Bu değişiklikler, Türkiye'de aile yapısının güçlendirilmesine yönelik önemli bir adım olarak öne çıkıyor. Uzun yıllardır tartışılan doğum izni süresinin uzatılması, hem annelerin hem de babaların çocuklarıyla daha fazla vakit geçirmesine olanak tanıyacak. Aynı zamanda, bu reformlar, iş gücü piyasasında kadınların daha etkin bir şekilde yer almasını sağlayabilir. Ailelerin çocuklarına daha fazla zaman ayırabilmesi, çocukların sağlıklı gelişimi açısından da kritik bir öneme sahip. Çocukların ebeveynleri ile geçirdiği zaman, onların duygusal ve sosyal gelişiminde büyük rol oynamaktadır. Uzmanlar, bu tür desteklerin çocukların öz güvenlerini artırarak, ileride daha sağlıklı bireyler olmalarına katkı sağlayacağını belirtiyor.

Son yıllarda Türkiye, aile odaklı sosyal politikalar geliştirme çabası içinde bulunuyor. Bu bağlamda, "Aile Yılı" ile birlikte gerçekleştirilen projeler, ailelerin sosyal ve ekonomik durumlarını iyileştirmeyi hedefliyor. Uzmanlar, bu tür düzenlemelerin yalnızca aile bireyleri için değil, toplumun genel refahı için de faydalı olacağını vurguluyor. Ailelerin daha fazla desteklenmesi, sosyal hizmetlerin kapsamının genişletilmesi ve çocuklara yönelik koruyucu hizmetlerin artırılması, Türkiye’nin geleceğine dair umut verici gelişmeler olarak değerlendiriliyor. Bu noktada, sosyal dayanışmanın güçlendirilmesi, toplumun her kesiminden bireylerin bu reformlardan yararlanmasını sağlayacak önemli bir unsur olarak öne çıkıyor.

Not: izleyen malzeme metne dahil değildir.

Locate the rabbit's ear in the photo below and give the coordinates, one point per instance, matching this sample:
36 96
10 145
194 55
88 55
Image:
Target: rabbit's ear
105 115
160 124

Doğum izni süresinin uzatılması, aynı zamanda diğer ülkelerde benzer uygulamalarla karşılaştırıldığında Türkiye'nin sosyal politikalarındaki dönüşümü de gözler önüne seriyor. Örneğin, birçok Avrupa ülkesinde doğum izni süreleri Türkiye'nin planladığı süreden daha uzundur. İskandinav ülkeleri, aile politikalarıyla tanınmakta ve bu politikalar, ailelerin iş yaşamıyla özel hayatlarını dengelemelerine yönelik çeşitli destek mekanizmaları içermektedir. Türkiye’nin bu alanda attığı adım, uluslararası standartlara yakınlaşma çabası olarak yorumlanıyor. Bu bağlamda, Türkiye’nin aile odaklı politikalarını güçlendirmesi, hem ulusal hem de uluslararası düzeyde önemli bir dönüşüm sürecini işaret ediyor.

Geleceğe yönelik değerlendirmelerde, bu tür reformların toplumsal cinsiyet eşitliğine katkı sağlayabileceği öngörülüyor. Daha uzun doğum ve babalık izinleri, erkeklerin de çocuk bakımı konusunda daha fazla sorumluluk almasına imkan tanıyabilir. Bunun sonucunda, kadınların iş gücüne katılım oranlarının artması ve ailelerin daha dengeli bir yük paylaşımına sahip olması bekleniyor. Ailelerin çocuklarıyla geçirdiği zamanın artması, toplumsal bağların güçlenmesi açısından da önem taşıyor. Bu süreç, bireylerin sosyal sorumluluk bilincini artırarak toplumda bir dayanışma duygusu oluşturabilir.

Özetlemek gerekirse, doğum izni süresinin uzatılması, Türkiye'de aile dostu politikaların güçlendirilmesine yönelik önemli bir adım olarak değerlendiriliyor. Bakan Göktaş'ın açıkladığı reformlar, ailelerin sosyal ve ekonomik yapısını destekleyerek, çocukların sağlıklı bir ortamda büyümesine olanak tanıyacak. Bu süreçte, toplumun her kesiminin bu değişikliklerden faydalanabilmesi için gerekli mekanizmaların hayata geçirilmesi büyük bir önem taşıyor. Ailelerin güçlenmesi, ülkenin geleceği açısından kritik bir unsur olarak öne çıkıyor. Ailelerin çocuklarıyla geçirdiği zamanın artması ve bu süreçte sağlanan desteklerin, Türkiye’nin sosyal yapısına olumlu katkılarda bulunacağına dair güçlü bir inanç var. Bu reformlarla birlikte, Türkiye’nin aile destek sisteminin daha da güçlenmesi ve toplumun genel refahının artması hedefleniyor.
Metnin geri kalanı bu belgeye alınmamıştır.